First, I think this essay would benefit from becoming two essays so that it's more cohesive as a piece of writing and because I think you can't do each issue justice in < 500 words.
I have barely any criticisms of the writing....you write well and your ideas are easy to follow.
I think you need some statistics to back up some of your points, because your conclusions about organic food consumption and baby adoption seem to be drawn based on many sweeping conclusions. For example, the article you use to support your point about adoption is only talking about a subset of adopters who try to exchange their adopted children for "better" ones. In order to make this point convincing, we really need to know what percent of people adopt.
I think I'll go through this and let you know which parts I think need to be changed. I think you could easily devote the entire 1000 words to organic food consumption, if you want to.

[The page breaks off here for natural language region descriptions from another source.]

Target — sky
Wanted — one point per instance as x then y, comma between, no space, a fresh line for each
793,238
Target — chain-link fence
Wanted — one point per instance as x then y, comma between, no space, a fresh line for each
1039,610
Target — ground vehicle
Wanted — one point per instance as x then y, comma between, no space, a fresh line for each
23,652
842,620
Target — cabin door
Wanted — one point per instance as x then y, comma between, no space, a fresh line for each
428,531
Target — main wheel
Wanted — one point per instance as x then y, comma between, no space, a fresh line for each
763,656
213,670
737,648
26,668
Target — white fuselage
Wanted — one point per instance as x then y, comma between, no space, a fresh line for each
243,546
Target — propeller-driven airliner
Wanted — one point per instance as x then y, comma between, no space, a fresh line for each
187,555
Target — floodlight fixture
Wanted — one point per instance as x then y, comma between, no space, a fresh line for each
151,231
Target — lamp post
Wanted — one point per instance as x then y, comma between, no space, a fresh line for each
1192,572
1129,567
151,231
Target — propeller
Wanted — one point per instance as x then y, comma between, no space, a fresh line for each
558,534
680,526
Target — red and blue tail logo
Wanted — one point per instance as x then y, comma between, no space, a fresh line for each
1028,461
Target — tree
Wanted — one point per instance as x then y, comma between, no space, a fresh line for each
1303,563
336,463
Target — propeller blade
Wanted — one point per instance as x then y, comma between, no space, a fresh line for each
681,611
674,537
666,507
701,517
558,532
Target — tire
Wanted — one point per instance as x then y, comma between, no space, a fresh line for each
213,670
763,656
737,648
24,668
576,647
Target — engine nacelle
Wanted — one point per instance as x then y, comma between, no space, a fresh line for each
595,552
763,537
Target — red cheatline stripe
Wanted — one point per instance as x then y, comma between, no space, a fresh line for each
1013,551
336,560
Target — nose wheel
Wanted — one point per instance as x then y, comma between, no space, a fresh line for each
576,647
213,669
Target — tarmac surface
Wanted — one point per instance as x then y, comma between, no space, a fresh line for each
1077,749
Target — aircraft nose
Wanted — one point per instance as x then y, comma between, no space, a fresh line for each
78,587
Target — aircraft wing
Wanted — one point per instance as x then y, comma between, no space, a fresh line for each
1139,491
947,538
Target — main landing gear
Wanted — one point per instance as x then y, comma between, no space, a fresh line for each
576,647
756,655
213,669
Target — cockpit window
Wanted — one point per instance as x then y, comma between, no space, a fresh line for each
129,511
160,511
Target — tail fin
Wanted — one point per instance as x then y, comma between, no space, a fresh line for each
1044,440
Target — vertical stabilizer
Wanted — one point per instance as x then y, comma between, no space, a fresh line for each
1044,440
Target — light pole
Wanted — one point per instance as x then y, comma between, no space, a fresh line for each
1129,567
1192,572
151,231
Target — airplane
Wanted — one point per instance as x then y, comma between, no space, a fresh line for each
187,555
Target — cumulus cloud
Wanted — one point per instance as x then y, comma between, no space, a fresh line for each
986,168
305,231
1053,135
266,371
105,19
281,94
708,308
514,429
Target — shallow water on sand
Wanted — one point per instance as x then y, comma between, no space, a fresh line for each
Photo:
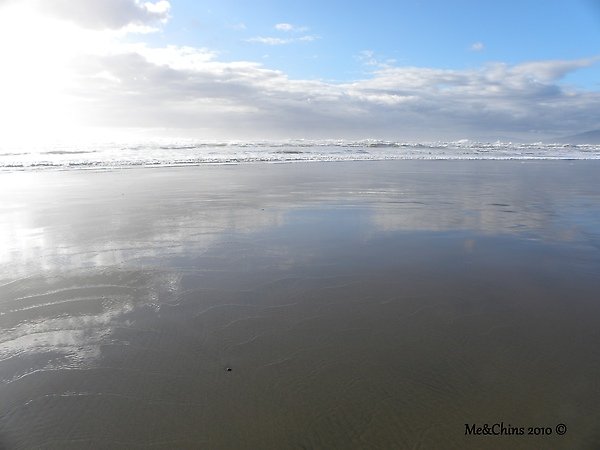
358,305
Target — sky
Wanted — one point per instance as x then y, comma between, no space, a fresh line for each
402,70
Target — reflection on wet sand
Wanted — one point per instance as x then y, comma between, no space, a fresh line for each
357,305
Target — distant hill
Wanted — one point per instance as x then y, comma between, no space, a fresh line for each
589,137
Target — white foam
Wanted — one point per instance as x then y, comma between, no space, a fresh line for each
189,152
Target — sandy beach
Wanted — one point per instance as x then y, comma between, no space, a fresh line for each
389,304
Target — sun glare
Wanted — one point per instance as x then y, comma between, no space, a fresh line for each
36,83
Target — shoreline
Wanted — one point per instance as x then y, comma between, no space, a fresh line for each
369,299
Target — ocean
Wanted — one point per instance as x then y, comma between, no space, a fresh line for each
170,152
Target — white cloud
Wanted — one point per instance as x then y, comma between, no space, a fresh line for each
477,47
89,77
190,88
269,40
107,14
288,27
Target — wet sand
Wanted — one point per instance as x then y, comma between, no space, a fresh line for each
358,305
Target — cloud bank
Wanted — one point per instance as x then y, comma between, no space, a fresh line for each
189,88
107,14
190,91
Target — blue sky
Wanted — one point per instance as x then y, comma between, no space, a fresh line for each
414,70
427,33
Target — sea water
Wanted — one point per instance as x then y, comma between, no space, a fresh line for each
179,152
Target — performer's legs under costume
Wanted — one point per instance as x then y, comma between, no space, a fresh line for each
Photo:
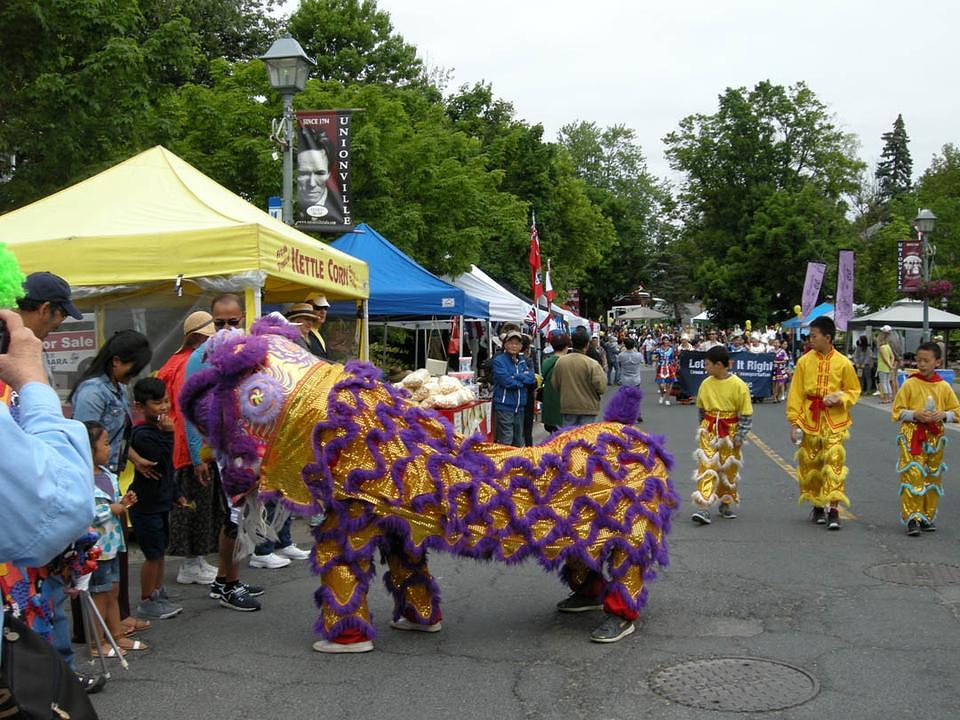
416,596
622,596
821,468
718,464
920,476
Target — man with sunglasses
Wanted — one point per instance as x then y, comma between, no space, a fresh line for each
227,312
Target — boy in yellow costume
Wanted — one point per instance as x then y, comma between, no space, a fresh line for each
824,388
726,413
921,407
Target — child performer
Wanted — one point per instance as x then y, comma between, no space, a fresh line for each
105,583
664,358
824,388
780,361
726,414
921,407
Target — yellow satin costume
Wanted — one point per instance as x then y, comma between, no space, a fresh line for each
821,459
723,403
921,446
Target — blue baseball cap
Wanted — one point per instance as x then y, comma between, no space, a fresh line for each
47,287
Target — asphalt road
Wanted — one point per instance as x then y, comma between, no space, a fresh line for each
767,585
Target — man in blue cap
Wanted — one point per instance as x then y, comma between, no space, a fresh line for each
46,303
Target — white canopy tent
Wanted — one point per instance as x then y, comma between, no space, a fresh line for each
504,305
907,314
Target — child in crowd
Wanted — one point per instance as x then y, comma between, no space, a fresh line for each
922,405
104,584
150,517
726,414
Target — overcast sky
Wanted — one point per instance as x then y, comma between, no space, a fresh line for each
647,64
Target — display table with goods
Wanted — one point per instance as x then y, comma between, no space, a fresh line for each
453,400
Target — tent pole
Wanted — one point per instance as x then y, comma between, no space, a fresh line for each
251,302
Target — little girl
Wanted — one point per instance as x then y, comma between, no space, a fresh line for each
104,585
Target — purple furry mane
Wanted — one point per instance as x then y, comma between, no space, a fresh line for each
624,407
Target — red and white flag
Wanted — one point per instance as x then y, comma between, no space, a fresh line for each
548,285
535,264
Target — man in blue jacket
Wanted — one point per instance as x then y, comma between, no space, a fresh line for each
511,375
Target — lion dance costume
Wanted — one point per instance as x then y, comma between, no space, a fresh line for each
391,476
922,445
821,459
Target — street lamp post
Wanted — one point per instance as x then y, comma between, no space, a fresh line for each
924,223
288,67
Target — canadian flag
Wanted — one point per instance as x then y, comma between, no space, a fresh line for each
548,285
535,264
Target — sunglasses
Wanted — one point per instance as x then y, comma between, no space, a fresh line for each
232,322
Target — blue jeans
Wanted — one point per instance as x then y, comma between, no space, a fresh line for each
508,427
575,420
60,636
283,534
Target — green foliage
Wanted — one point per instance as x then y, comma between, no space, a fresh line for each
79,82
895,168
766,177
354,42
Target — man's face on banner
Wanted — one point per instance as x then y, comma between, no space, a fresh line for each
313,170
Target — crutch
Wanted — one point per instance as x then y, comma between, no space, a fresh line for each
93,619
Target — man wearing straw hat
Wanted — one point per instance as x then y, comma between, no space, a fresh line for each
310,316
195,532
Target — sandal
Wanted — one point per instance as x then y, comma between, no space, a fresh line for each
134,645
111,653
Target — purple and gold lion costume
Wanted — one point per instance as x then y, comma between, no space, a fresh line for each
593,503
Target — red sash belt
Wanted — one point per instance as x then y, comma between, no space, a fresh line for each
922,433
816,407
723,425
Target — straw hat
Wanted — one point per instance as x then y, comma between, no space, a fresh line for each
301,310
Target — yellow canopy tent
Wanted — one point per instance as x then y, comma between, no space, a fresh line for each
147,240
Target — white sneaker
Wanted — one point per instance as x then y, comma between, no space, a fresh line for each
404,624
292,552
195,573
332,647
268,562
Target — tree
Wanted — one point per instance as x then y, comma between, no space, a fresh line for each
765,183
612,164
354,42
895,168
78,86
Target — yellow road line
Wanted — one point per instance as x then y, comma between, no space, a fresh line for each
788,469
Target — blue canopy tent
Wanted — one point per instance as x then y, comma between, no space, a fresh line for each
821,309
400,288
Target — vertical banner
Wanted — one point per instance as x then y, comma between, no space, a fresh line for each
811,286
323,171
909,266
843,311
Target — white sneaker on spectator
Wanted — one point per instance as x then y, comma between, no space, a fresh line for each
292,552
269,562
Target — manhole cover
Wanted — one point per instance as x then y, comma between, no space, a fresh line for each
734,684
915,573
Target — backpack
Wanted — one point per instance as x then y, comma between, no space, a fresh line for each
35,683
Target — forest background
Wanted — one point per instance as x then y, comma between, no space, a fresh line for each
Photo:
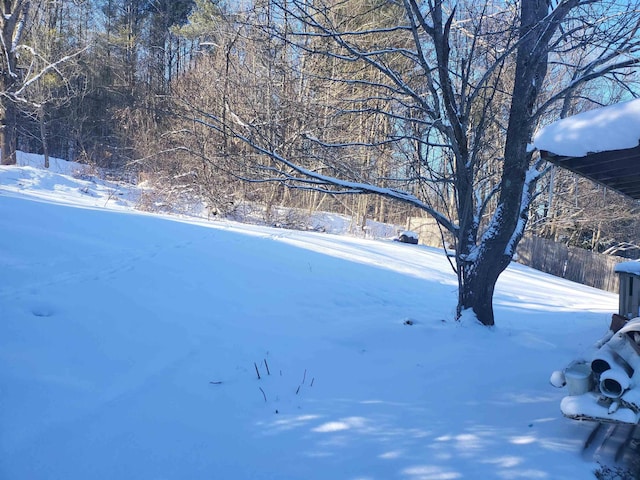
115,84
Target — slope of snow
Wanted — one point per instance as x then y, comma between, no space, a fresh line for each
578,135
130,348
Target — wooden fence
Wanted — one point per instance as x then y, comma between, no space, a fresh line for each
572,263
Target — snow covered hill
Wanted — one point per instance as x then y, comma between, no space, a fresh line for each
136,346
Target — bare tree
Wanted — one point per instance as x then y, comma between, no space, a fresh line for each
23,66
462,88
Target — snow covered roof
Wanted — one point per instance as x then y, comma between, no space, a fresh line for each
601,144
632,267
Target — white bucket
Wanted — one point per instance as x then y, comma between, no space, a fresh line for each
578,377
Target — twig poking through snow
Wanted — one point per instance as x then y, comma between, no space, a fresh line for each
267,366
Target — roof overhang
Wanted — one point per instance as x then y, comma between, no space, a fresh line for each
615,169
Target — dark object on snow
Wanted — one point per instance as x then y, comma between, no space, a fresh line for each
408,237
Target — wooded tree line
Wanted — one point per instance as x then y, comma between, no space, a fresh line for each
377,108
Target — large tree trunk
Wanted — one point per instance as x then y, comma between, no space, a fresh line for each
492,256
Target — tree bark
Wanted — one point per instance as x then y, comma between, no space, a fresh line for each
497,246
8,132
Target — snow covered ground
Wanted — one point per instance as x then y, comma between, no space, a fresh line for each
131,344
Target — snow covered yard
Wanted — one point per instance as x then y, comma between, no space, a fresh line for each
131,344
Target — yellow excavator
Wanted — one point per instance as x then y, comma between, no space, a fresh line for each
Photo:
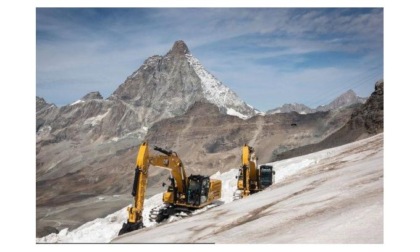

-- JessicaGuzik - 22 Apr 2010
sorry typo....*we need to know what percent of people who adopt exchange their babies for new ones.*
-- JessicaGuzik - 22 Apr 2010
On my second reading of this, I figured out the problem I have with the part on organic foods. You idetify two different problems, but they get tangled up into one.
First, people use food as a status symbol. Second, people aren't eating healthier. Once again, I don't think the second issue is worth discussing (see my comment in the essay) I don't believe thatt he health benefits of organic food are proportional to the increased cost....so I therefore don't think the healthy food solution had any potential to come from the organic movement.